AEO & GEO Terms
AI search moves fast and comes with its own vocabulary. This glossary breaks down the AEO and GEO terms you need to know to understand how ChatGPT, Gemini, Perplexity, and Google AI Overviews decide what to cite.
AEO and GEO glossary, A to Z
20 terms from AI search, each defined in one sentence. Last reviewed 19 August 2026.
AI Overview
Google’s AI-generated summary shown above traditional results, synthesizing information from multiple sources into one direct answer, often with source links beneath it.
Answer Engine Optimization (AEO)
Structuring content in clear, self-contained question-and-answer formats so voice assistants and answer boxes can lift a direct response from your page.
Chat Referral Traffic
Visits arriving at your site from links shared inside AI chat interfaces like ChatGPT or Perplexity, a newer analytics category alongside organic and paid traffic.
Citation (AI Citation)
An instance where an AI system names or links to your brand or page as the source behind a generated answer.
Context Window
The amount of text an AI model can consider at once when generating a response. Longer context windows let models read more of a page before summarizing it.
Conversational Query
A search phrased as natural spoken language rather than short keywords, common in voice search and AI chat, e.g. what’s the best CRM for a 10 person team instead of best CRM small business.
Embeddings
Numerical representations of text that let AI systems measure how semantically similar two pieces of content are, used heavily in retrieval and ranking within AI search tools.
Entity
A specific, well-defined thing (a person, brand, place, or concept) that search engines and AI models recognize and connect across the web, rather than just matching text strings.

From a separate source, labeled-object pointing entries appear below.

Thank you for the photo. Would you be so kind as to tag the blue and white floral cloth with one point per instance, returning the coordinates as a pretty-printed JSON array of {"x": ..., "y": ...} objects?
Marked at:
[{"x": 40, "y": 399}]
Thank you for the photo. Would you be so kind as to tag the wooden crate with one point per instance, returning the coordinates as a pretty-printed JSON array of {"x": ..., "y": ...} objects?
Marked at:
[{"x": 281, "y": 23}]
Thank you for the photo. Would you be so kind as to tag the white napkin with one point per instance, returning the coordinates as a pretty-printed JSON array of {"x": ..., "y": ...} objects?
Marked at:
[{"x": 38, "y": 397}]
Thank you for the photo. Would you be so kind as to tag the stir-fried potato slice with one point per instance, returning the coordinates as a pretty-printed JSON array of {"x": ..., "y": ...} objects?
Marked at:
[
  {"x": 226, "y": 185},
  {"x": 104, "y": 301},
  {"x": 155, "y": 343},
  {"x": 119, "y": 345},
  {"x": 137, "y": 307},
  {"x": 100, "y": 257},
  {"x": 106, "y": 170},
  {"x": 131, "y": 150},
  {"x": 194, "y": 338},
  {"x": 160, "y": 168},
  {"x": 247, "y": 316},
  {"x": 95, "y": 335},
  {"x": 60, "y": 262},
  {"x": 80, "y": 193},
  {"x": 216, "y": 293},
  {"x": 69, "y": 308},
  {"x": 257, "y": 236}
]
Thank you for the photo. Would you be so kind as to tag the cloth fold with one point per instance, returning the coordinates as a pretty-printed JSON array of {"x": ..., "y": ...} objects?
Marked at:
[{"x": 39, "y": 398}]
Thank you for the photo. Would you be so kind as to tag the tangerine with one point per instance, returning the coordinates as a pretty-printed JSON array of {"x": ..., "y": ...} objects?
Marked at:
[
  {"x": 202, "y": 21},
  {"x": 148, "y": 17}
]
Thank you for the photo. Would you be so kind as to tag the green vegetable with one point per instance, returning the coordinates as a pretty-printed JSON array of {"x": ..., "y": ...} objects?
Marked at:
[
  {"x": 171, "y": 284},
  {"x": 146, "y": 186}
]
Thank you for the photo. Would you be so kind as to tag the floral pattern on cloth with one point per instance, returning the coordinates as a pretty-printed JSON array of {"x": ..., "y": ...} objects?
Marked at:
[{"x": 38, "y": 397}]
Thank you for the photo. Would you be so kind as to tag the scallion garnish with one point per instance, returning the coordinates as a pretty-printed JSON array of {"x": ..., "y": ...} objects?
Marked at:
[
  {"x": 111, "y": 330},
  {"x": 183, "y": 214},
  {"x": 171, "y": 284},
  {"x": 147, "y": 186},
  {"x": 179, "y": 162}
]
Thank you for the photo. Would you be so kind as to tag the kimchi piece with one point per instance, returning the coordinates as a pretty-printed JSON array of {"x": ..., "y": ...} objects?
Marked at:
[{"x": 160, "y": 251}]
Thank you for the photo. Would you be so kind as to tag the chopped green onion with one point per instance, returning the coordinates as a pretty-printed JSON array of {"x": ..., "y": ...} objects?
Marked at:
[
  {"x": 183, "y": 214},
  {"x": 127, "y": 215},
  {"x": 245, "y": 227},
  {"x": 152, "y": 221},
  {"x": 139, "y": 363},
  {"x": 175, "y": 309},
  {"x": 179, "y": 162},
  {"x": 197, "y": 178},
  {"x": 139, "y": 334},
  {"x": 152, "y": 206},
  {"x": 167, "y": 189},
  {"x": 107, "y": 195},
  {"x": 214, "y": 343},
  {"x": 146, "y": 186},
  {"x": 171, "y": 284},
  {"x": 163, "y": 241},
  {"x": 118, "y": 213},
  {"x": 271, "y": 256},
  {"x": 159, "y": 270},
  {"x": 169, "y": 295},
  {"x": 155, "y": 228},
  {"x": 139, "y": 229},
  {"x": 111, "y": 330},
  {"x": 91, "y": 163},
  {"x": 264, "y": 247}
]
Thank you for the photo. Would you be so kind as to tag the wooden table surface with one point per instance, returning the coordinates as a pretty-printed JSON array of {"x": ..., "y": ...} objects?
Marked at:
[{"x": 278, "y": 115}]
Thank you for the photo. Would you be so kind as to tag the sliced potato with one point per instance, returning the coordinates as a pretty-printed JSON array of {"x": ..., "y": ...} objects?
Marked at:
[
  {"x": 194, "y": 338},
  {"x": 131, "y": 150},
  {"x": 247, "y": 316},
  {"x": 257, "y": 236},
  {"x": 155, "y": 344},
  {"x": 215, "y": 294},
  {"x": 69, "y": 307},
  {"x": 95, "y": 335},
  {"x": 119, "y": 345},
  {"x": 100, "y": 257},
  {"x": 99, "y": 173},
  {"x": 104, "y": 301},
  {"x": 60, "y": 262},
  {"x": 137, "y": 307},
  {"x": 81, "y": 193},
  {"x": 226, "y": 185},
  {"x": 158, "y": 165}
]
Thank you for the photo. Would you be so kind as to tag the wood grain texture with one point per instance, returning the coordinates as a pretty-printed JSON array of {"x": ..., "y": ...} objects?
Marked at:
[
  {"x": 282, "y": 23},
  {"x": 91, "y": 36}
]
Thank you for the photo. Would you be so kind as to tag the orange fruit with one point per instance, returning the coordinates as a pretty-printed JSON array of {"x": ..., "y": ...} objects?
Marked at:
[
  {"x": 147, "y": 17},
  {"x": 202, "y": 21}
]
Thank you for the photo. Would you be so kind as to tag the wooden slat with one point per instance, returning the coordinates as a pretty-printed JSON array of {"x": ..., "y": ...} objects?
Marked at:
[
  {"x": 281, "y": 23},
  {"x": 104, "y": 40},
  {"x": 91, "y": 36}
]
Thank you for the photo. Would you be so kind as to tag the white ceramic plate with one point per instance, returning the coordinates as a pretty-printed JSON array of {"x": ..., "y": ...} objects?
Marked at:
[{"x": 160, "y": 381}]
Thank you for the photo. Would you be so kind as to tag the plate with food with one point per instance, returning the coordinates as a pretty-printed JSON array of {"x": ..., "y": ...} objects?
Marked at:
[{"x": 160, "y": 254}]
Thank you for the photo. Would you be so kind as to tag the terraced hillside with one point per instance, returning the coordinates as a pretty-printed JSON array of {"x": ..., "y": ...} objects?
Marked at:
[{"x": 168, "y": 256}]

Generative Engine Optimization (GEO)
The practice of optimizing content specifically to be retrieved, summarized, and cited by generative AI tools such as ChatGPT, Gemini, and Perplexity.
Hallucination
When an AI model generates information that sounds plausible but is factually incorrect or unsupported by any real source, a key risk brands must monitor around AI-generated mentions.
Knowledge Graph
A structured database of entities and their relationships that search engines use to understand facts about the world, powering knowledge panels and some AI answers.

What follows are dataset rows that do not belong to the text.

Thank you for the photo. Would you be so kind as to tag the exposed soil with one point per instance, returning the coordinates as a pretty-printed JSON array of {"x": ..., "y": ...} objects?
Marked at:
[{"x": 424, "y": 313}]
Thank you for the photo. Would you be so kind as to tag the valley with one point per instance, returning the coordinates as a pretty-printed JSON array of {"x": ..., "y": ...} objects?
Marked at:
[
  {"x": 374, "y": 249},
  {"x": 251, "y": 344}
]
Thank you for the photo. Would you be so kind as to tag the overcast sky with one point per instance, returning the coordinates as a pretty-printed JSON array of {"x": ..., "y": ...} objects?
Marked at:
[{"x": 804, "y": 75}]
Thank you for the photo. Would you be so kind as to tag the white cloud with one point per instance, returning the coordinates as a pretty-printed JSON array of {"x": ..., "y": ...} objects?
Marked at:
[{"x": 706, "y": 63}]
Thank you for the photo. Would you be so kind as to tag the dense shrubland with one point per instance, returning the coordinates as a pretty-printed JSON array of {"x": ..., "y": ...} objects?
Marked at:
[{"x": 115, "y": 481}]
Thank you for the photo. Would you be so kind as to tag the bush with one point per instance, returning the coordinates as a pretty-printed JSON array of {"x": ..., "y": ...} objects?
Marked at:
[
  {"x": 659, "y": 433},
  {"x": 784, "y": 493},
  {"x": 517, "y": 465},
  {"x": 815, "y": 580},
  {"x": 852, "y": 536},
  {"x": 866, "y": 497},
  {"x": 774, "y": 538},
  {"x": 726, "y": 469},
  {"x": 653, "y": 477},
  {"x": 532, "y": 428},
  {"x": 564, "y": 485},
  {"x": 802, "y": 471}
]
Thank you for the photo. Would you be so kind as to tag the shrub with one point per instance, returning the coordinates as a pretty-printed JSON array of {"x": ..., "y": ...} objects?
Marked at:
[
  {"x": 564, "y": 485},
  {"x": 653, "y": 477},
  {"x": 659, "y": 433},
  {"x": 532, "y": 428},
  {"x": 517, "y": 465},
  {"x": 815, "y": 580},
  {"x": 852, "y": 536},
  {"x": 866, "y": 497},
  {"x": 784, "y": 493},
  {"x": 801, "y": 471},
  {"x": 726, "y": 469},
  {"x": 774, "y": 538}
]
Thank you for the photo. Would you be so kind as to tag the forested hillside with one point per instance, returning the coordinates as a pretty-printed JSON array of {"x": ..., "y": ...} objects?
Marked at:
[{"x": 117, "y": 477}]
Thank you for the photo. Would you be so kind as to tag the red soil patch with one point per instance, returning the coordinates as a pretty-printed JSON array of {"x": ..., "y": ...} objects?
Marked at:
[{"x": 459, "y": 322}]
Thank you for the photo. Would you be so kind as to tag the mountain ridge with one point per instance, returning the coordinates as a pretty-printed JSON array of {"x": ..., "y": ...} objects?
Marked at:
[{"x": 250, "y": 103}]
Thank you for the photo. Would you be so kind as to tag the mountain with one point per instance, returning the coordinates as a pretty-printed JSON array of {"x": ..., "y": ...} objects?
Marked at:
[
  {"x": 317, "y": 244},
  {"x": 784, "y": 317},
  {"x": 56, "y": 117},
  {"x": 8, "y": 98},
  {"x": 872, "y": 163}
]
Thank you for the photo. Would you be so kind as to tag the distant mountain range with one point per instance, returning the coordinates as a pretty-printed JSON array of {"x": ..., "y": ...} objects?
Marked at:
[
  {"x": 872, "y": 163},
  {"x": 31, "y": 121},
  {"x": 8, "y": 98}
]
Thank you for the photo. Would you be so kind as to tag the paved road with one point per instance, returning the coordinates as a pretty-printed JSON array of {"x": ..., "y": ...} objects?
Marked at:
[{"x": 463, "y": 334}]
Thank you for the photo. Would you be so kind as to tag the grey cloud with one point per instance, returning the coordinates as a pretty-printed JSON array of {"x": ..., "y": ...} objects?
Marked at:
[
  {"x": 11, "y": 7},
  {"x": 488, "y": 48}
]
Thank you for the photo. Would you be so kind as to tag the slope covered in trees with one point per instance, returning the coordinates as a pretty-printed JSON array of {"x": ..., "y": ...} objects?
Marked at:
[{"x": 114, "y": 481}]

Large Language Model (LLM)
The type of AI model, such as GPT or Gemini, trained on vast text data to understand and generate human-like language, and the technology behind most modern AI search and chat tools.
Multimodal Search
Search that accepts and processes more than one input type at once, such as an image plus a text question, increasingly common in AI-powered search apps.
Prompt
The input text a user gives an AI system to generate a response. How a brand’s content answers likely prompts directly affects whether it gets surfaced.

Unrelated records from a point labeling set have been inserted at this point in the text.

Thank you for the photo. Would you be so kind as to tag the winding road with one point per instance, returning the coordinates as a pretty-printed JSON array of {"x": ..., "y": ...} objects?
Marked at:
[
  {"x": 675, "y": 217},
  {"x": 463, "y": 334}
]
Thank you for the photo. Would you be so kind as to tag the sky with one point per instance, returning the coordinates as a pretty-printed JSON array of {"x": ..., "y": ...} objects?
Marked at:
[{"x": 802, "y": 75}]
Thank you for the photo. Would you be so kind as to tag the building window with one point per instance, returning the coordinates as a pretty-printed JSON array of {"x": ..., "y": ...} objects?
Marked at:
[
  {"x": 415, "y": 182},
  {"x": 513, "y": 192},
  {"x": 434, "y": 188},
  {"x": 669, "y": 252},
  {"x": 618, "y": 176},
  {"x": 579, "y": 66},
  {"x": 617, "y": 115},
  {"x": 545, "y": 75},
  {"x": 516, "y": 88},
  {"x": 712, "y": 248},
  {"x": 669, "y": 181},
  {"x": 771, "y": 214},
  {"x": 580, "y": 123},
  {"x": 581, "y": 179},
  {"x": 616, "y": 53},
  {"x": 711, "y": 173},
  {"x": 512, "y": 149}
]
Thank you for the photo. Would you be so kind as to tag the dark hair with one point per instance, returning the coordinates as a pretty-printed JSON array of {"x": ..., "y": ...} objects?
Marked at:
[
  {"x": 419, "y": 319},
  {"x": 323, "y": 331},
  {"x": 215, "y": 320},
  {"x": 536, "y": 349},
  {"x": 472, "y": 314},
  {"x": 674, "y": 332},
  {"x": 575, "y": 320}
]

Retrieval-Augmented Generation (RAG)
A technique where an AI model pulls in real, current external content (like your web page) before generating an answer, rather than relying only on what it learned during training.
Semantic Search
Search that matches meaning and intent rather than exact keywords, letting engines return relevant results even when the wording differs from the query.
Source Attribution
How clearly an AI tool credits the original page or brand behind information it presents, a major factor in whether GEO efforts translate into visible brand mentions.
Structured Data for AI
Schema markup and clearly labeled content sections that make it easier for AI crawlers to extract accurate facts, definitions, and comparisons from a page.
Training Data
The large body of text and data an AI model learned from before it was deployed. Content published today generally will not appear in a model until a future training cycle or through live retrieval.
Zero-Click AI Answer
A search result where an AI-generated answer fully satisfies the user’s question, so they never click through to a website at all.